Day 89 of 100 Indian Tinder Tales
P from #America shares her tale.
“”I’m a graduate student in an Umreekan univ and had never dated a desi on campus. I tend to stay away from the desi boys who move in packs, all live together and seemingly socialize only with other desis — some early negative experiences with patriarchal, misogynist, homophobic, etc. Bengali boys had made me super-wary of the breed. I swiped right on M by accident and we matched. I was about to unmatch when he messaged and made me laugh with a ridiculous GoT avocado meme and so I started talking to him instead. Several funny messages back and forth and I decided to meet him.
The first date was six straight hours of wide-ranging, utterly engrossing conversation and I figured this dude had potential, although we were VERY different people. He’s a Tam-Brahm, I’m Bengali, he’s 23 and I’m 32, he is studying to be a computer engineer and I am wrapping up my literature PhD. Despite misgivings, I asked him out on a second date, which was one of the best I’ve ever had. I took him to a party, introduced him to my friends, and came back with him to my place to smoke up. We hadn’t talked about sex or hooking up, and he was a gentleman. When he finally made a tentative move on me, I was so stoned I initially didn’t even realize it *was* a move! A bunch of giggles later, I said yes, and that’s when he told me he was a virgin. Hadn’t even kissed a girl before.
Well. That came as a shock initially, but he was eager and imaginative, and as we found out, our chemistry was off the charts. I’ve been with my share of people, but M was easily one of the best in terms of mind-blowing sex and more than that, a sweet kind of intimacy. Lying in his arms watching torrential rains outside and talking all night—I still get goosebumps at the memory.
In a few short weeks, we knew each other’s bodies inside and out, did things in bed and outside it (My first experience in a public place, ahem). We were getting closer and closer without even realizing it. We didn’t discuss emotions, though—the idea was that we were dating, but not yet in a relationship. But it was tender and wonderful and exciting as all the hells.

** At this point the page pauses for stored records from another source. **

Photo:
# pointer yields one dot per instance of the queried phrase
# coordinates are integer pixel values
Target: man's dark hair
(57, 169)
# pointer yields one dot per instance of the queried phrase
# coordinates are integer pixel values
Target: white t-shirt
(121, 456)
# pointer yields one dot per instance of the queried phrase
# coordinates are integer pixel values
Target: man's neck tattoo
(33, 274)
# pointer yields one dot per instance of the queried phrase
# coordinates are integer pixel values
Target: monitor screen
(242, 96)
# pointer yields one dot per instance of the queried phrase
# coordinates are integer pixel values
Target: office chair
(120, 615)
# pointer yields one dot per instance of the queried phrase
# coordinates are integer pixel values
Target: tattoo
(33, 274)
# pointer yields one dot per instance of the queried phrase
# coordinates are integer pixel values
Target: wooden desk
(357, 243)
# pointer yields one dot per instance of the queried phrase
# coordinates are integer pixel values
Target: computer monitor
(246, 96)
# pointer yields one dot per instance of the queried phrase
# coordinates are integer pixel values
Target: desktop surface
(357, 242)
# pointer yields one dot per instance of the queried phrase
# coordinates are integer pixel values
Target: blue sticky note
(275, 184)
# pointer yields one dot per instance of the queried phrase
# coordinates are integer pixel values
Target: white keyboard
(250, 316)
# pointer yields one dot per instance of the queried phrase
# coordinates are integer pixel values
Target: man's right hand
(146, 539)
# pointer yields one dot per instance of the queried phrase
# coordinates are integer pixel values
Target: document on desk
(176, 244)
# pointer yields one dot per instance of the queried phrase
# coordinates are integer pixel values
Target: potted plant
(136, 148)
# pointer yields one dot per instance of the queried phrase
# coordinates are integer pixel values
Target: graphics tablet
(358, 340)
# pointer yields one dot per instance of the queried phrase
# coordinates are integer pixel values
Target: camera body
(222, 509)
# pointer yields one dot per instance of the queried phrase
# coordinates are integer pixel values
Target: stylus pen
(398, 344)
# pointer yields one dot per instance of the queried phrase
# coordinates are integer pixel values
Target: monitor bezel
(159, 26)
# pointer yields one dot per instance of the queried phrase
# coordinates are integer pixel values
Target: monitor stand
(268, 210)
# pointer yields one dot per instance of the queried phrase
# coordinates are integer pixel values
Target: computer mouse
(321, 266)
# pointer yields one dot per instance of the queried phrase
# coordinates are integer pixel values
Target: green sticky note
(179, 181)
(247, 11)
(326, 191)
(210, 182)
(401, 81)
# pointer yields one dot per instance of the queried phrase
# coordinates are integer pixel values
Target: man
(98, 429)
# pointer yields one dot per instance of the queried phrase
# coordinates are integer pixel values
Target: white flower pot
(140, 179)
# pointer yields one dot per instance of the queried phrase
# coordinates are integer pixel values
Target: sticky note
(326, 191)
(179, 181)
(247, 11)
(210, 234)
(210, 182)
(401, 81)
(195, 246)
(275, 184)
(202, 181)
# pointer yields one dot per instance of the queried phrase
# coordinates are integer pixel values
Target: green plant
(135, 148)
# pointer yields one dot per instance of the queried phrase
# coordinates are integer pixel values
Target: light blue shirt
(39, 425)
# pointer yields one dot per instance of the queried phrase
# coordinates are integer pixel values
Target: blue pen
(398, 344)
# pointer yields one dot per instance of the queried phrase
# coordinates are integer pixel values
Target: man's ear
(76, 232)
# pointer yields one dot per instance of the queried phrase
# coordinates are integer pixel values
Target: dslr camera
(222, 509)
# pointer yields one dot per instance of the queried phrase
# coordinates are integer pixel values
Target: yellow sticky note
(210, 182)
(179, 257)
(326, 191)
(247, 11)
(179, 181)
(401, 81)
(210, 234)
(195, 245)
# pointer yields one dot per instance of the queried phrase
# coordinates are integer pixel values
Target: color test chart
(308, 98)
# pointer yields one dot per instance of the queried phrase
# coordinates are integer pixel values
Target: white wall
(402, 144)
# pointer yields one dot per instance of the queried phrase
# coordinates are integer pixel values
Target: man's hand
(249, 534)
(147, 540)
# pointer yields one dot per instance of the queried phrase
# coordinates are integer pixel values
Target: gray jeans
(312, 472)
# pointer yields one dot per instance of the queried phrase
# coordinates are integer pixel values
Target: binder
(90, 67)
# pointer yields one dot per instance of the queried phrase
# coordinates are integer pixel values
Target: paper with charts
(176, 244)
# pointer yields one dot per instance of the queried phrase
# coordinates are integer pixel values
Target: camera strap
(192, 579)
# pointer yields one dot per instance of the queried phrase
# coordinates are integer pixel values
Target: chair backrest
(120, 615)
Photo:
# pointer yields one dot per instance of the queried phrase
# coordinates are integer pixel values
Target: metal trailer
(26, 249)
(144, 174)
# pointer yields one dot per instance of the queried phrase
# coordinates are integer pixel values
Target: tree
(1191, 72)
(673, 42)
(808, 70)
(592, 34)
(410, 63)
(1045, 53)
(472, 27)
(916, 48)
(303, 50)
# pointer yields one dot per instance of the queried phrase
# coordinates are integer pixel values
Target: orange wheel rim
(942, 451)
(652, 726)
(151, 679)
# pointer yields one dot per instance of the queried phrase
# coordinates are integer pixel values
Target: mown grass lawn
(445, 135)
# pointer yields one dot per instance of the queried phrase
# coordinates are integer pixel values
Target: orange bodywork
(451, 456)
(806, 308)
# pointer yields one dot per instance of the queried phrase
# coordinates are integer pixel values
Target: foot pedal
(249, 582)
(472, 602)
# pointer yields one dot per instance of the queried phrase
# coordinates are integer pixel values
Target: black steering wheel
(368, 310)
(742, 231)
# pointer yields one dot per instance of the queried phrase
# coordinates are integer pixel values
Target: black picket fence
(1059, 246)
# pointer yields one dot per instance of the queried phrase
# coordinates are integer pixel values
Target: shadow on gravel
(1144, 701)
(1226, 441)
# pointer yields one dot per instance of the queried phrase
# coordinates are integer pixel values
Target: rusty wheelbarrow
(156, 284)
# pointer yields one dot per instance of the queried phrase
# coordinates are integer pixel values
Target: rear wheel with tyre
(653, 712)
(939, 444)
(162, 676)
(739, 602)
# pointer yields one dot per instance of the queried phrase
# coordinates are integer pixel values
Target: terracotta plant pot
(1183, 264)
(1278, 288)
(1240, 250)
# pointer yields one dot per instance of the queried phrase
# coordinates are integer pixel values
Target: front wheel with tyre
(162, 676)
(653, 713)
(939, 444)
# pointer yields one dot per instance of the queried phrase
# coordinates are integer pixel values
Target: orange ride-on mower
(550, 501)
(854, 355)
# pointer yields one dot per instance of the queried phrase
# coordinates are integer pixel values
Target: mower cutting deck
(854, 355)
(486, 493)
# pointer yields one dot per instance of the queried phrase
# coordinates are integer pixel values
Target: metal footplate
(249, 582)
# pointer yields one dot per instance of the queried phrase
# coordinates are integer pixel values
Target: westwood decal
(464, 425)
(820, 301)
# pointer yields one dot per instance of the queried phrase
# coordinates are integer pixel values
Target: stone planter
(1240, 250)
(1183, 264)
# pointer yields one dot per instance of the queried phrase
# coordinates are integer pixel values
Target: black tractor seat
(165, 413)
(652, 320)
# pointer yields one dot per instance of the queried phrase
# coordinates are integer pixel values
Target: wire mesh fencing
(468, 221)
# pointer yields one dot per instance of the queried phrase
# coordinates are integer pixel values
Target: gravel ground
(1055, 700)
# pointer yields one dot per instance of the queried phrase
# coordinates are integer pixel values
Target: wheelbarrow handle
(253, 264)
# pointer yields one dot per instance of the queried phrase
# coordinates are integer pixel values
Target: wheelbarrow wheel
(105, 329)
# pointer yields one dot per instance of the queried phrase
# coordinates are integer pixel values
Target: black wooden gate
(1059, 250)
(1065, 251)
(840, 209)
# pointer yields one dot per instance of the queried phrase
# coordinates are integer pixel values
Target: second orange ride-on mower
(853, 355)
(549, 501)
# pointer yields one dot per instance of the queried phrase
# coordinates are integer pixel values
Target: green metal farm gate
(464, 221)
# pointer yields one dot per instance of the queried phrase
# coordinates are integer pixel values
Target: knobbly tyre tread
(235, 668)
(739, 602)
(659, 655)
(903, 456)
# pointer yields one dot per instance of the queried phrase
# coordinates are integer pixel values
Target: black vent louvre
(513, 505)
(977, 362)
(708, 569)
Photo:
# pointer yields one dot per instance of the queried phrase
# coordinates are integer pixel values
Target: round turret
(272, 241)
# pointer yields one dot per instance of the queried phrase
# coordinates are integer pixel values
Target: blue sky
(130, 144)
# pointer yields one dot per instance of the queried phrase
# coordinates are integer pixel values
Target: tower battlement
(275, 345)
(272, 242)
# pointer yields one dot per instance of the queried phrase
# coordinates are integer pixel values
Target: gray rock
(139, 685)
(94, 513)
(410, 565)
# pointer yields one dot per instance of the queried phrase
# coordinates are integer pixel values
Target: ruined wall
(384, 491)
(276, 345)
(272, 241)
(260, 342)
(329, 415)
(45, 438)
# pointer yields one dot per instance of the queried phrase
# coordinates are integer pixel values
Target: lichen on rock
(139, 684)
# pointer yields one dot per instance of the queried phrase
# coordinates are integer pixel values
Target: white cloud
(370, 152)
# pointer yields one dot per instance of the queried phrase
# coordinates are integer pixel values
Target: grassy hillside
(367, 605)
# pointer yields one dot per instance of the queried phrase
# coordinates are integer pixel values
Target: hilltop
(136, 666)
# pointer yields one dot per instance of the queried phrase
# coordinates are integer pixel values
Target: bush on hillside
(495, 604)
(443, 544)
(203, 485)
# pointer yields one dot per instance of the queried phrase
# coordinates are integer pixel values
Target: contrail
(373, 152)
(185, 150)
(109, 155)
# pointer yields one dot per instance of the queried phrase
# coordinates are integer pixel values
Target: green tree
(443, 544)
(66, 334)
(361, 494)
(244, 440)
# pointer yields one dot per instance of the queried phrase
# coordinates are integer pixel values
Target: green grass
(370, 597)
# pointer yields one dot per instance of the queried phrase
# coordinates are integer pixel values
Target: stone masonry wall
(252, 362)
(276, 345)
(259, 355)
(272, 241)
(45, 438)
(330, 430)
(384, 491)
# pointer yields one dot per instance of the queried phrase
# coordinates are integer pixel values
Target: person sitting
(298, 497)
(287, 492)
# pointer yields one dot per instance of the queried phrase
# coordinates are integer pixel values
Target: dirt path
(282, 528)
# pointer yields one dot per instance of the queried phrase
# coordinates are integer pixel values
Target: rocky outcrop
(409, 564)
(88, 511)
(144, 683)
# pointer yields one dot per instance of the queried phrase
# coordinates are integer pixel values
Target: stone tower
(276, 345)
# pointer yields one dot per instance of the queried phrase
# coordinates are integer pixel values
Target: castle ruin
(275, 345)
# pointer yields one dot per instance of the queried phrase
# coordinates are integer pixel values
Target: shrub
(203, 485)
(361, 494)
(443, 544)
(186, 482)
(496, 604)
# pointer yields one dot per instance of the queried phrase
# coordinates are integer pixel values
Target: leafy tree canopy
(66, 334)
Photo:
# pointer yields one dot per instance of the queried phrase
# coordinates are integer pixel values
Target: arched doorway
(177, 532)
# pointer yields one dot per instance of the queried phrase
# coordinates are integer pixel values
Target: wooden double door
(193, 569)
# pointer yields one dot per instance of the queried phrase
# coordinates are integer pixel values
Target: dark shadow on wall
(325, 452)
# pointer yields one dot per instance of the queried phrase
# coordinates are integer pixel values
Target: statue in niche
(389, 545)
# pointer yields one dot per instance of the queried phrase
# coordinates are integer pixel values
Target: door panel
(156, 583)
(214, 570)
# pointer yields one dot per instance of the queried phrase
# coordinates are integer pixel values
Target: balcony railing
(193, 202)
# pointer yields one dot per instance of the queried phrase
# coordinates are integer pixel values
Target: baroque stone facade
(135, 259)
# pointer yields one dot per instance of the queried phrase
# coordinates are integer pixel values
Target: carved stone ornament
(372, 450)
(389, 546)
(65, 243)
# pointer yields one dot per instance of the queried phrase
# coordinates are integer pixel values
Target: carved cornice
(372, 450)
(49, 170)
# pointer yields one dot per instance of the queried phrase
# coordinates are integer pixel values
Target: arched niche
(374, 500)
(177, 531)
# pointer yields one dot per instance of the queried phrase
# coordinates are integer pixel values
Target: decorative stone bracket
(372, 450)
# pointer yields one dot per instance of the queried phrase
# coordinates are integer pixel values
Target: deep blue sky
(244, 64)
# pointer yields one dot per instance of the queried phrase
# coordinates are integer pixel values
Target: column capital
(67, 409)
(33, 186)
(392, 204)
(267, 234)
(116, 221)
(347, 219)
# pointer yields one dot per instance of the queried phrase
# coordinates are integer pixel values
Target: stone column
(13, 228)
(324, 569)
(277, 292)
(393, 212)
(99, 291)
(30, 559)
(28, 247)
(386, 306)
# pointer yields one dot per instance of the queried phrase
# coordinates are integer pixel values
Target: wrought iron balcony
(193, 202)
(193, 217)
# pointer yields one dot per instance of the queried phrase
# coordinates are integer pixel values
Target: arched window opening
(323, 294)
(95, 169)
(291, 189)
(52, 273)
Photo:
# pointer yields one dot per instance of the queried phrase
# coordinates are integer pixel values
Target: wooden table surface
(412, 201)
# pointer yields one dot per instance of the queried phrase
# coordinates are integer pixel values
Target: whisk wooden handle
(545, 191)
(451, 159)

I guess it was too good to last. Five weeks in, we had our first big fight over a Whatsapp chat misunderstanding—two days of awfulness, that I wanted out of the way, and so we talked some more. That’s when he told me he had decided to end it, try to be “just friends” instead. I had hurt him, and he didn’t know how to move past it. But more importantly, the mindfuck he experienced during/after the fight led him to realize he was falling for me big-time. And that was a dealbreaker for him. I’m a non-vegetarian atheist Bengali woman who’s 9 years older than him—his Tam-Brahm self couldn’t conceive dating me seriously long-term, with marriage and babies at the end of it, and so he’d rather not embark on it at all. Screw emotions—it had to be all or nothing.
I was aghast, frankly. Yeah, I have no interest in marriage or babies, but he is 23. T-w-e-n-t-y T-h-r-e-e. Why was he already thinking along such concrete lines, and why would he throw away a year’s happiness (at least) for this rigid conception of a settled future? Could you not have affection and connection and yes, maybe even love, for its own sake? Was it really so impossible to be with someone without a roadmap that society had etched out beforehand, before you had even had a chance to decide what you wanted your life to look like? And if it was so impossible, what were you doing on Tinder?
I guess it was impossible though, for him at least. So we broke up.
And now we’re trying to figure out how we can be “just friends,” when all this time, we had been friends, but also so much more. I’m telling myself it’s for the best, that our attitudes towards life and living are ultimately incompatible. But I keep wishing it had not ended so unexpectedly, so abruptly. More fool me—turns out that I’m a sucker for possibilities, after all.”